Sunday, July 27, 2008

Decision time in Chesterton - NIMBY or Growth Story

From the Times:

CHESTERTON | The Chesterton Advisory Plan Commission voted unanimously last week to give a favorable recommendation for rezoning a 51-acre plot of land known as Coffee Creek Crossing from residential to business/commercial, despite heavy opposition from local residents.

The land, located on the town's far southeast side, potentially will house a 300,000-square-foot retail area, including possibly a Wal-Mart, said Jeff Ban, of DVG Inc., representing I-80 Partners LLC, which owns the land.

The Chesterton/Duneland Chamber of Commerce's new Managing Director Heather Ennis said she sees this move toward development as a positive one for the town.

"When my son grows up here, I want him to stay here," Ennis said. "When we have new business come to town, it makes the community the place where people will want to live, and, with a desirable work force, it make it a place where new businesses will want to develop."

Opponents say the big-box store would run counter to Chesterton's small-town feel and that chain businesses drive the money out of town to a corporate office rather than keeping dollars local.
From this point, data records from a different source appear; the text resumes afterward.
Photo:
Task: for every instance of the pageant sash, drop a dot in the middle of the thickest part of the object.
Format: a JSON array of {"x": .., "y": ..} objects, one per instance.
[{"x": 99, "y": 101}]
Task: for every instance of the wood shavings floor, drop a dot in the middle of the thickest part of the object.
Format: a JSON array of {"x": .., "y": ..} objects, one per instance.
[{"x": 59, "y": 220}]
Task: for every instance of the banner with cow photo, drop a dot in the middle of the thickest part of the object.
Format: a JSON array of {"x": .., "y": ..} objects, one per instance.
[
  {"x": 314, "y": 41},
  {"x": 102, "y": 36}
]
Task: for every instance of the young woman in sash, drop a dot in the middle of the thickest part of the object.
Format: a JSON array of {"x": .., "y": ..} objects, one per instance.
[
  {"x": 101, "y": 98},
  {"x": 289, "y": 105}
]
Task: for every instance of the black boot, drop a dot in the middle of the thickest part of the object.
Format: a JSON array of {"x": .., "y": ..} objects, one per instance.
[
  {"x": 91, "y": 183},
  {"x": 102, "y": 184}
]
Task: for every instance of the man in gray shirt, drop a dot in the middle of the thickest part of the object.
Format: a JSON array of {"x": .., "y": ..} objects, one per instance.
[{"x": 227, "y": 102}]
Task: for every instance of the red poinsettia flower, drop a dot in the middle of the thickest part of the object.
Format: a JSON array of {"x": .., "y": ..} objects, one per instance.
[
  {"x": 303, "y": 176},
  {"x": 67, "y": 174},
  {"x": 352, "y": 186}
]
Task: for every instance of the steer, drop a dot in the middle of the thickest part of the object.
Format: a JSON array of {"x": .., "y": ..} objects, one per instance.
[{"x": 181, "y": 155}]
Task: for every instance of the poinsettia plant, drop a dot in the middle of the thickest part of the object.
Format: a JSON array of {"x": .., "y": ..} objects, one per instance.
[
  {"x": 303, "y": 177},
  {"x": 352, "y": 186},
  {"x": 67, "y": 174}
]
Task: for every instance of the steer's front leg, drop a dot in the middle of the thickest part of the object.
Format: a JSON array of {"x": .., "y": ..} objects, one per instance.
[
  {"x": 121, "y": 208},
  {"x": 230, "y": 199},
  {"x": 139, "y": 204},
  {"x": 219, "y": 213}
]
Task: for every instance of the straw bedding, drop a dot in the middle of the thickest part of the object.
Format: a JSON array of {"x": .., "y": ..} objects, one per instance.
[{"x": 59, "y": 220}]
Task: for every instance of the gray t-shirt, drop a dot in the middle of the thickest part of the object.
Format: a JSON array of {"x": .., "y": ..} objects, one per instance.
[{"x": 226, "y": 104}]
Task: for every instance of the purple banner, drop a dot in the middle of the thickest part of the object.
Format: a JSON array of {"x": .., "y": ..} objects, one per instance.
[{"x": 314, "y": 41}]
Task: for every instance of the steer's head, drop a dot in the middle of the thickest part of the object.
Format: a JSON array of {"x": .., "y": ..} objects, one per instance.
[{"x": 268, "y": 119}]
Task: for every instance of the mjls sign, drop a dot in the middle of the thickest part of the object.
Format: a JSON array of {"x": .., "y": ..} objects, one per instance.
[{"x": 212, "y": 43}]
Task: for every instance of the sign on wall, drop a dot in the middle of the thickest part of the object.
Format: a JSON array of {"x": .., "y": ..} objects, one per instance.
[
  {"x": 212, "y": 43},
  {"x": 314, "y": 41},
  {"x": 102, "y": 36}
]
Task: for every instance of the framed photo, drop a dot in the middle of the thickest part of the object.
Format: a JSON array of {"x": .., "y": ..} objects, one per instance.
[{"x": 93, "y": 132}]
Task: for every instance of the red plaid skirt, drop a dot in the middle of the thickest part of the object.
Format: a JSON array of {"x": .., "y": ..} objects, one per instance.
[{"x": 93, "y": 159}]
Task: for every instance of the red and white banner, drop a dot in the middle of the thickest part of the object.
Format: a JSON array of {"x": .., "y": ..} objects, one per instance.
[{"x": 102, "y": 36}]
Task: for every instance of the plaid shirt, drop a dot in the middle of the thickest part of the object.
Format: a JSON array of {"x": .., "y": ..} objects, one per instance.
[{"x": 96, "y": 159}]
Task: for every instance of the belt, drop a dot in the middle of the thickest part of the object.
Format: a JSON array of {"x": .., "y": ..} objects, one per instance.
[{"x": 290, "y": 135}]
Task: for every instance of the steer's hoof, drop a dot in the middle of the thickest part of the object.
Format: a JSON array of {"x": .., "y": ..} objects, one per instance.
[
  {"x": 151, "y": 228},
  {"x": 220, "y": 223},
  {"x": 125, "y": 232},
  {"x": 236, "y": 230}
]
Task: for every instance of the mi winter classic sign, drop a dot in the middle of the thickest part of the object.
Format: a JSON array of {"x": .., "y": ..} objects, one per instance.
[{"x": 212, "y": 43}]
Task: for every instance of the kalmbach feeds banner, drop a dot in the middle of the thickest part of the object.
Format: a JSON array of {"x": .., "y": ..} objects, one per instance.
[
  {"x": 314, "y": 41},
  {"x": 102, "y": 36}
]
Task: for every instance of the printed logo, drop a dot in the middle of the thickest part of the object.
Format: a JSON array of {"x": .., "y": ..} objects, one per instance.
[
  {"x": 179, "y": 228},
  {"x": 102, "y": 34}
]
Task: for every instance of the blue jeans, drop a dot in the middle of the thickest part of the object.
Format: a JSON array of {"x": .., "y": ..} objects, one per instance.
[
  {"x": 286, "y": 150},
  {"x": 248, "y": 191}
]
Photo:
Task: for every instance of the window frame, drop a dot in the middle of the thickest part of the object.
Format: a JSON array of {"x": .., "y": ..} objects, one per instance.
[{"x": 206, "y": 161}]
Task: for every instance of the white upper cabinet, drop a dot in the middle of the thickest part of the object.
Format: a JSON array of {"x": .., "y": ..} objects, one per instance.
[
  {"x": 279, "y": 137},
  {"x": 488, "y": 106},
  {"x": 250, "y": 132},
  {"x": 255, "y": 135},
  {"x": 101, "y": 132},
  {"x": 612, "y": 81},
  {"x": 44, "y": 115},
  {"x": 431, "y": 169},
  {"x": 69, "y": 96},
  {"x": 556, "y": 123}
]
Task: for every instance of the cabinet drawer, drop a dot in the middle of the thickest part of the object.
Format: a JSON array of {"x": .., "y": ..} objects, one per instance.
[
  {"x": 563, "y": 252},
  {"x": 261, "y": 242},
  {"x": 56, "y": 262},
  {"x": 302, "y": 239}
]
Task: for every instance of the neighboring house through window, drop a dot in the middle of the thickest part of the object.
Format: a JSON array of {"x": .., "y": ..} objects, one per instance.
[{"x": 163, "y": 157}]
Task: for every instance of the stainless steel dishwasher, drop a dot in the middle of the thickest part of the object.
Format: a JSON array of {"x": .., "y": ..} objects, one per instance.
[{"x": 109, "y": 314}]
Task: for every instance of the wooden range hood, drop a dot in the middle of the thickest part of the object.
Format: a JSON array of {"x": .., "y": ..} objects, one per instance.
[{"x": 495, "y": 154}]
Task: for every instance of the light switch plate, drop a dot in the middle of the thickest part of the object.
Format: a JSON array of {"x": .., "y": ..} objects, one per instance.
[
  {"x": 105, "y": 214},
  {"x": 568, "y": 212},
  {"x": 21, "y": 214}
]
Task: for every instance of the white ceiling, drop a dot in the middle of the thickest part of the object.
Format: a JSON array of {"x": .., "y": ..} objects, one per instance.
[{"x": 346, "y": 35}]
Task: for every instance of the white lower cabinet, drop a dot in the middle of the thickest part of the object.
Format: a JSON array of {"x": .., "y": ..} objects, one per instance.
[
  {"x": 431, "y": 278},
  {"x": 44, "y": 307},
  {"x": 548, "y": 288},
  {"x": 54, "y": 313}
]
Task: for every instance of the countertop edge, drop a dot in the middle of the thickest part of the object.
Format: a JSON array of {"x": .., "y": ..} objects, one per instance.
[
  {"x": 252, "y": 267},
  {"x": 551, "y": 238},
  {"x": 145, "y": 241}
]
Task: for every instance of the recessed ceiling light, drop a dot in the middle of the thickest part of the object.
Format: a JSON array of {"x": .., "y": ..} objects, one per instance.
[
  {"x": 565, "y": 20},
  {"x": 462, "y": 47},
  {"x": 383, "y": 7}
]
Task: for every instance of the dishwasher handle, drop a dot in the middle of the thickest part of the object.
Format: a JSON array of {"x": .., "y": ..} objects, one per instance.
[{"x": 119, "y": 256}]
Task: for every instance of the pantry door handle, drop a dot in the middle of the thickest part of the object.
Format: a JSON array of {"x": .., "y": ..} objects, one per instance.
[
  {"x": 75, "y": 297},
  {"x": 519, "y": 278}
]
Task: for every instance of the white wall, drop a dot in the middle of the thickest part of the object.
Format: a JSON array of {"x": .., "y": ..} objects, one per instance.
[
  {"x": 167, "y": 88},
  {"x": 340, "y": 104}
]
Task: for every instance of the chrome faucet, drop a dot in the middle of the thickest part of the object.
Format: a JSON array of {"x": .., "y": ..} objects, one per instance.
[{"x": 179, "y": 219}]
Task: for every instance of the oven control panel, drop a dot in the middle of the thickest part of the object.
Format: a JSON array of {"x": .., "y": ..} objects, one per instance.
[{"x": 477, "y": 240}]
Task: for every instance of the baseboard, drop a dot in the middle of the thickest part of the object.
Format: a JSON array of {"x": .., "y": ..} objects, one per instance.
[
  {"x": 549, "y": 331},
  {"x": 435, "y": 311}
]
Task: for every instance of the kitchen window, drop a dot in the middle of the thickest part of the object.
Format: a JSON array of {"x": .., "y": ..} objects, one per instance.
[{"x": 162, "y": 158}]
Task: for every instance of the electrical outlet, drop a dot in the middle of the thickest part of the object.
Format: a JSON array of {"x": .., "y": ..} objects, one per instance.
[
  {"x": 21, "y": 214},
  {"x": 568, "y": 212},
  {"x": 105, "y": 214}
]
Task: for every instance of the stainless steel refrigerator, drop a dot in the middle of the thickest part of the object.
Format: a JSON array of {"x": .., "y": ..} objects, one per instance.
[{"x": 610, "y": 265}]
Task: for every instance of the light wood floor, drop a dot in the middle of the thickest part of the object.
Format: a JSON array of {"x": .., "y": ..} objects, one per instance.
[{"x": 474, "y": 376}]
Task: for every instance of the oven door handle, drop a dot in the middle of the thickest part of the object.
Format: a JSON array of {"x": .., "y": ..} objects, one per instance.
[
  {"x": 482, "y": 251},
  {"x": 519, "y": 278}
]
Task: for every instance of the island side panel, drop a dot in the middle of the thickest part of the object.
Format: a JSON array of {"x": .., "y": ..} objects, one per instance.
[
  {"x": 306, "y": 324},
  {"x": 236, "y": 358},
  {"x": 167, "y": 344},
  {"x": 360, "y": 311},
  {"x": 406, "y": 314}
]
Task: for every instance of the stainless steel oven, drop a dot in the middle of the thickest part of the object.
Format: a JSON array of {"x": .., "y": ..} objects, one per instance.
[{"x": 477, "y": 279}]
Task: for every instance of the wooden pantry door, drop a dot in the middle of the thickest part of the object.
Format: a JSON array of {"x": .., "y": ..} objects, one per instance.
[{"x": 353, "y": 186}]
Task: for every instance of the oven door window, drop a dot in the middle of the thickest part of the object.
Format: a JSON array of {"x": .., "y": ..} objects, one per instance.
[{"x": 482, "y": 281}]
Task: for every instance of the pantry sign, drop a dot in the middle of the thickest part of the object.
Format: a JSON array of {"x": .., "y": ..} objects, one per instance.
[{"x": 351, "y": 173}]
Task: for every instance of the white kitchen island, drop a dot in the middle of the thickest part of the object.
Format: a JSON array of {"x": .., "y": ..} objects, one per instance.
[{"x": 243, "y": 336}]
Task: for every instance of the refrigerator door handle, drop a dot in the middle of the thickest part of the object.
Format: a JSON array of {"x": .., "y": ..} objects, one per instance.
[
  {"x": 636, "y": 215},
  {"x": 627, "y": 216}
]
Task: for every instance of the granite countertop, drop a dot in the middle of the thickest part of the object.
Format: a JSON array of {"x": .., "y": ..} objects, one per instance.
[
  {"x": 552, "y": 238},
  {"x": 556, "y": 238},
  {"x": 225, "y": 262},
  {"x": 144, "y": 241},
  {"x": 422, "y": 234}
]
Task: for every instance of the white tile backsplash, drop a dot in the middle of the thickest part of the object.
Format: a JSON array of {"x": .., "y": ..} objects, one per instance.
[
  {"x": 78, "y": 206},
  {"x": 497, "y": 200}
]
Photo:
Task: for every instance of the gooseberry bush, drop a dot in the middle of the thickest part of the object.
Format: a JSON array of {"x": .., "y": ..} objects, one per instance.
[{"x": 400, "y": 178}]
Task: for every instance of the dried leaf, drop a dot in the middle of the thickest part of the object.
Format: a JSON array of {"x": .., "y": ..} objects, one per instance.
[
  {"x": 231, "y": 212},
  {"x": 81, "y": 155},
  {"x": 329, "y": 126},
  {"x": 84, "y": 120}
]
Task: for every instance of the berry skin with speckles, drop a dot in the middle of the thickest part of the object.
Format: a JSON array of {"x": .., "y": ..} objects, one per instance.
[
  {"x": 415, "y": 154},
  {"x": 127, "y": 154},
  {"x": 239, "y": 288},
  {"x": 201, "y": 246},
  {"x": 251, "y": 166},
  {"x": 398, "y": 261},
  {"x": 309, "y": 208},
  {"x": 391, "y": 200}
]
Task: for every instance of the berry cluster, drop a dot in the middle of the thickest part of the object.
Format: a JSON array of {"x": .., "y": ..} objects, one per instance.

But Ennis disagrees.

"Smart growth is what is important," she said. "Right now people go outside of our town when they can't get what they need here. We want to keep our dollars local. I'm not for growth at any cost, but what I am for is smart growth."

The Town Council annexed the large parcel last year, besides annexing a large parcel known as Olson Farm to house 380-plus homes, and the council preannexed more than 80 acres south of Chesterton known as the Pope property at its last meeting.

Michigan City-based St. Anthony Memorial hospital has a contract to acquire a building on Indian Boundary Road that previously housed Jewel-Osco, which has been vacant for nearly seven years. The hospital plans to open a 24-hour emergency room facility at the site.

"There are some business opportunities right on the horizon for us," Ennis said. "Will it grow the size of our town? Yes. But is that a bad thing? Not necessarily, because the people who are involved in these processes are individuals who have the best interests of the town in mind."

The rezoning recommendation now will go before the Town Council on Monday for final approval on the planned urban development, followed by a lengthy platting process with public input time.